A family relies on the typical wife for more than one-third of its income, according to the report, which added that one-quarter of children are raised in single-mother families that are at particular risk. On Wednesday, the Joint Economic Committee is holding a hearing about the impact of higher household costs and stagnant wages.
Women have yet to regain their foothold in the labor force since the 2001 recession. At the business cycle's peak in March 2001, the employment-population ratio for women 20 years and older, seasonally adjusted, reached 58.8% -- a rate that hasn't been reached since and hit 58.2% in June, according to the Department of Labor.
"The remarkable fact is that this is going to be the first recession from one peak to the next that we've seen a decrease," said John Schmitt, is a senior economist with the Center for Economic and Policy Research. "We never got back to where we were."

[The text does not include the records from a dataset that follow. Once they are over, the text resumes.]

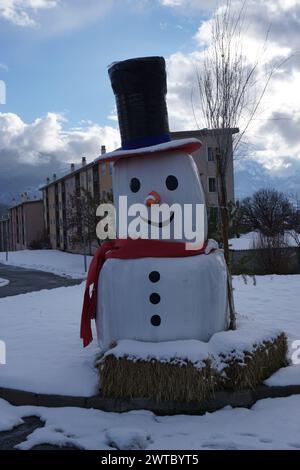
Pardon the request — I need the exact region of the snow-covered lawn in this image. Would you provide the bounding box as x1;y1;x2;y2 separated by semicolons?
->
0;275;300;396
0;395;300;450
0;250;92;279
229;231;300;250
0;283;98;396
0;277;9;287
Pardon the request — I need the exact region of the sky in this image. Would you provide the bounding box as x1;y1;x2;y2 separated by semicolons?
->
0;0;300;201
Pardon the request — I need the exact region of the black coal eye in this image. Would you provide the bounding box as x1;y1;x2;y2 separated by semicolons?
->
166;175;178;191
130;178;141;193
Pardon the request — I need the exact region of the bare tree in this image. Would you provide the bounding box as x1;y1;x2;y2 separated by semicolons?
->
66;188;113;254
242;189;294;240
289;195;300;247
197;0;290;328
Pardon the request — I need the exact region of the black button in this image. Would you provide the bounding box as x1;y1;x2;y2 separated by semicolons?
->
149;292;160;304
130;178;141;193
166;175;178;191
149;271;160;282
151;315;161;326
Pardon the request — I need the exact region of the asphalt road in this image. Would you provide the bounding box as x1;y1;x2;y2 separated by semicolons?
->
0;264;82;298
0;264;82;451
0;416;76;451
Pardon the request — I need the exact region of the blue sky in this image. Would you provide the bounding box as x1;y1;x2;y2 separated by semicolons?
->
0;0;300;202
0;1;203;126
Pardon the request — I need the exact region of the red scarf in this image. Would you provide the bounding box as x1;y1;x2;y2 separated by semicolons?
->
80;238;207;347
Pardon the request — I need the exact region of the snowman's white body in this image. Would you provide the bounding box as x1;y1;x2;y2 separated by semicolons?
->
96;152;228;348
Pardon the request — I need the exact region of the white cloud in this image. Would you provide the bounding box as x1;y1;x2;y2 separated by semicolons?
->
0;113;120;200
0;113;119;165
0;0;118;35
168;0;300;178
0;0;59;26
159;0;218;10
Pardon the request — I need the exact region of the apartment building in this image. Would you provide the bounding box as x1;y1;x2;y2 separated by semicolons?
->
8;193;44;251
171;128;238;208
41;129;238;253
0;217;10;251
41;145;112;253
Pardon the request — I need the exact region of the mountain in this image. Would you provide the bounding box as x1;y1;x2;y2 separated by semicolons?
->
0;202;8;218
234;159;300;199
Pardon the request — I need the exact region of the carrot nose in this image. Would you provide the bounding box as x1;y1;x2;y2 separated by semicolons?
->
145;191;160;207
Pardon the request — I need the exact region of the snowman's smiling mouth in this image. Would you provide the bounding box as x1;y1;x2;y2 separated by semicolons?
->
140;212;174;228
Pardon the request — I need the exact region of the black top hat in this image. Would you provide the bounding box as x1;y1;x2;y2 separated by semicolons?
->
108;57;171;150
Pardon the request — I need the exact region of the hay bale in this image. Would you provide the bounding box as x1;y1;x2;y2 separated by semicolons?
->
99;354;217;403
218;333;288;390
98;333;288;404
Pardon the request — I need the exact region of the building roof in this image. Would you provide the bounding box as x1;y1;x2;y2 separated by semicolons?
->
39;127;239;190
8;199;43;211
39;162;96;190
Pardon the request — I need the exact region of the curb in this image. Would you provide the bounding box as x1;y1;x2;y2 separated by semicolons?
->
0;385;300;415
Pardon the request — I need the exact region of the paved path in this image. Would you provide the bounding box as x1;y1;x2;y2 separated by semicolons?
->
0;416;76;451
0;264;82;298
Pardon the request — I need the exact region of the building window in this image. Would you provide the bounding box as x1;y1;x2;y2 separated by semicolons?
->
207;147;215;162
208;178;217;193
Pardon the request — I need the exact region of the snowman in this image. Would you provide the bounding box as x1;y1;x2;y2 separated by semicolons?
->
81;57;229;349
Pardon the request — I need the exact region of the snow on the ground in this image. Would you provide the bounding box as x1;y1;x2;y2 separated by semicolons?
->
0;250;92;279
229;231;300;250
104;315;282;372
0;277;9;287
233;275;300;385
0;283;98;396
0;395;300;450
0;275;300;396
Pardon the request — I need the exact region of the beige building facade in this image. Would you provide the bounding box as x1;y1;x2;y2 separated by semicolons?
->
0;217;11;251
41;146;112;253
41;129;238;253
171;128;238;208
8;193;44;251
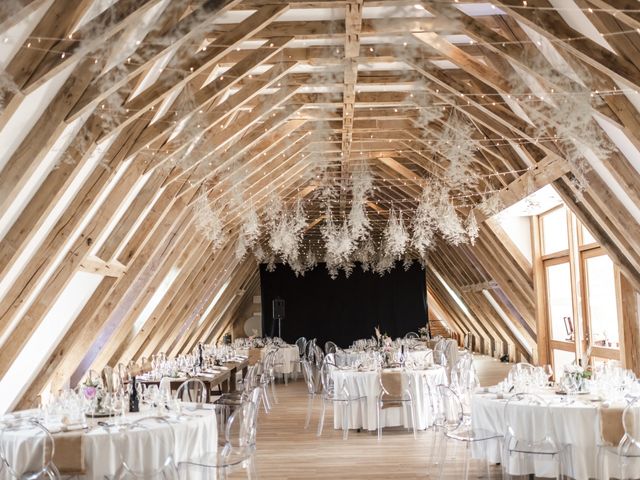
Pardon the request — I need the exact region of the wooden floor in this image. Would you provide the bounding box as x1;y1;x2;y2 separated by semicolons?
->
230;357;510;480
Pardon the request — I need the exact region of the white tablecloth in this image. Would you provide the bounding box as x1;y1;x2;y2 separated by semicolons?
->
336;348;433;366
471;391;640;480
332;365;447;430
0;410;218;480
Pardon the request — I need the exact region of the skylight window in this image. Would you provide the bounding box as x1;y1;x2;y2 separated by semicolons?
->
133;267;180;335
0;272;103;414
198;279;231;326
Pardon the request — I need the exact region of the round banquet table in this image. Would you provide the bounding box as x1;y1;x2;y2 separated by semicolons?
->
336;348;433;367
0;409;218;480
471;389;640;480
239;345;300;375
331;365;448;430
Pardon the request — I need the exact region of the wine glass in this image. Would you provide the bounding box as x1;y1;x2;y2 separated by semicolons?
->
542;364;553;387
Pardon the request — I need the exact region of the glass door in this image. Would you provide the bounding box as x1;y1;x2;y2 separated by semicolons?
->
581;248;620;360
545;258;577;375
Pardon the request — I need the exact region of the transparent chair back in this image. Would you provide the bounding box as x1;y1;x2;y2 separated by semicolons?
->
224;402;258;454
116;417;177;480
302;359;318;395
176;378;207;405
102;366;115;393
619;398;640;457
504;393;558;454
320;357;335;396
436;385;465;432
324;340;338;354
296;337;307;357
86;370;102;384
0;420;60;480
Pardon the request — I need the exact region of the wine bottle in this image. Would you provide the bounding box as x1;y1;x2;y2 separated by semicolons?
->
129;375;140;412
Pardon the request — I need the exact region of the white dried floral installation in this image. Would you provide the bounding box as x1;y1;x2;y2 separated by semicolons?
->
191;59;613;278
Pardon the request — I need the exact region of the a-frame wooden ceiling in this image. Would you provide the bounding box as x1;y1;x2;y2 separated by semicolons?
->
0;0;640;412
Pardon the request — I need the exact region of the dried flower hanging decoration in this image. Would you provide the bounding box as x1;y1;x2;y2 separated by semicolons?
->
193;193;226;250
268;199;307;263
382;207;409;260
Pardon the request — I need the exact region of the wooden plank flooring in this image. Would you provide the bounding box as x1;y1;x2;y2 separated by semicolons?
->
230;356;511;480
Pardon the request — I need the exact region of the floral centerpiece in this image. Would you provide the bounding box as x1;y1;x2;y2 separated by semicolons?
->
418;325;430;340
375;327;394;366
82;377;104;414
559;363;591;393
82;378;100;401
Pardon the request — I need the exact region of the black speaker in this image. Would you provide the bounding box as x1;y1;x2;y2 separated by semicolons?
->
273;298;284;319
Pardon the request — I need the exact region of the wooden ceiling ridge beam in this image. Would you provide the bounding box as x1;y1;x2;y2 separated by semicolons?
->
67;0;251;121
210;15;464;40
117;3;289;120
340;0;364;210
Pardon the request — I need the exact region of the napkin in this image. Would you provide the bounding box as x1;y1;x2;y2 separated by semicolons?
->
600;405;624;446
380;370;402;408
44;427;86;475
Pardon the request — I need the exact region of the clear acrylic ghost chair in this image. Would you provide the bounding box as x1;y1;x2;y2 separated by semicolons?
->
255;357;271;413
295;337;307;357
376;370;416;441
294;337;307;378
179;401;258;480
0;420;60;480
214;365;260;405
436;385;502;480
317;362;364;440
264;347;282;403
449;353;480;415
175;378;209;407
502;393;564;478
109;417;178;480
597;398;640;480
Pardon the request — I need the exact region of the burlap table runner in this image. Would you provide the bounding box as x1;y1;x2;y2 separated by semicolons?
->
380;370;404;408
600;406;624;446
44;431;86;475
249;348;262;365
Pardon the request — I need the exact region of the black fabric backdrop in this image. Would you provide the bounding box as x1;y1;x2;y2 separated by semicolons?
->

The report noted that women's larger job losses in the 2001 recession could be due to their entry into a wider array of professions.
"Because of this, women may be more susceptible to the impact of the business cycle than they were when they were more highly concentrated in a smaller number of noncyclical occupations, like teaching and nursing," the report said.
The Democratic staff said there could be a "larger role" for fiscal policy than in prior slowdowns with moves such as: providing grants to states for revenue that may be lost in a downturn and loosening application standards for unemployment insurance benefits.
The report also found:
  • In the 2001 recession, women lost a larger share of jobs compared with men in manufacturing and trade, transportation and utilities. In the other high-job-loss industries, women lost about the same share of jobs as men.
  • The female employment rate as of 2008 is about six percentage points below where it would have been had employment stayed on its trend line from 1948-2000.
  • Families with a working wife have seen real increases in family income over the past three decades. Adjusting for inflation, families with a nonworking wife have income today that is about the same as it was in 1973.